Experimenting with the traditional miniature format using Gaouche on Wasli, Shams explores the contemporary enigma to portray the suffocative urban culture and the freshness of rural environment. To show elements of growth and expansion, he has juxtaposed his images with shadows of blackness and suffocation Using Polythene imagery as a symbol of the suffocation, he experiences in urban lifestyle, Shams captures his male figurative, as opposites to express his creative thinking. Apart from male figurative, he has also captured the circle of life through one of his work on display.
Imran Haider’s work is all about form and revealing the visual eloquence in all things that he sees around him. Capturing his imageries in both the details and abstractions of the object, Imran makes an attempt to capture the special out of the ordinary. Imran says that by taking the part to represent the whole, he explores ordinary forms across a variety of subjects in many diverse processes to create the perfect work.

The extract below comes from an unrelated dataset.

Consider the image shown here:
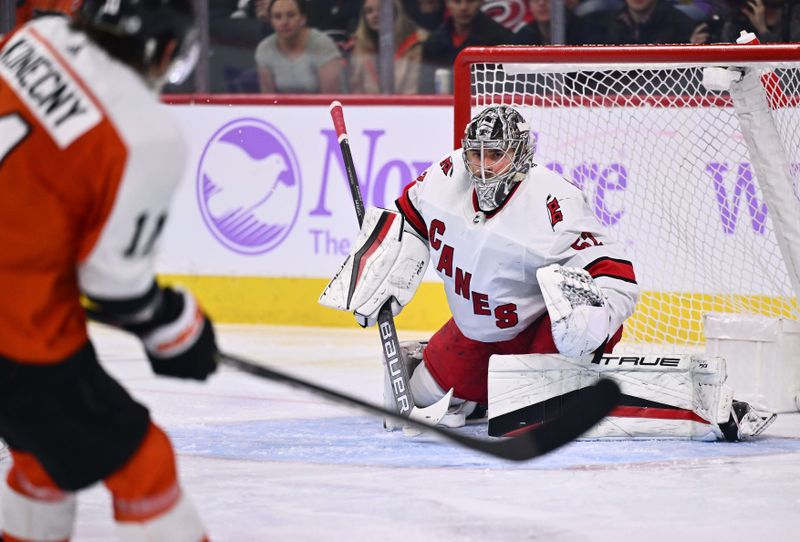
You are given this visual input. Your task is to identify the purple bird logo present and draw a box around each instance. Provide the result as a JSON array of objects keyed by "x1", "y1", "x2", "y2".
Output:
[{"x1": 197, "y1": 118, "x2": 302, "y2": 255}]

Ejaz Saeed focuses his creative eye on the importance of personal subjectivity and acceptance. Using circles as a as a recurring symbol, he tries to portray its power and significance as in a halo or a crown. His circles also represent both a closed space reflecting his ideas of freedom and resignation and the possibility of escape.
The exhibition would continue at Rohtas Gallery, House No 57-B, Street 26, F-6/2, Islamabad, till February 18.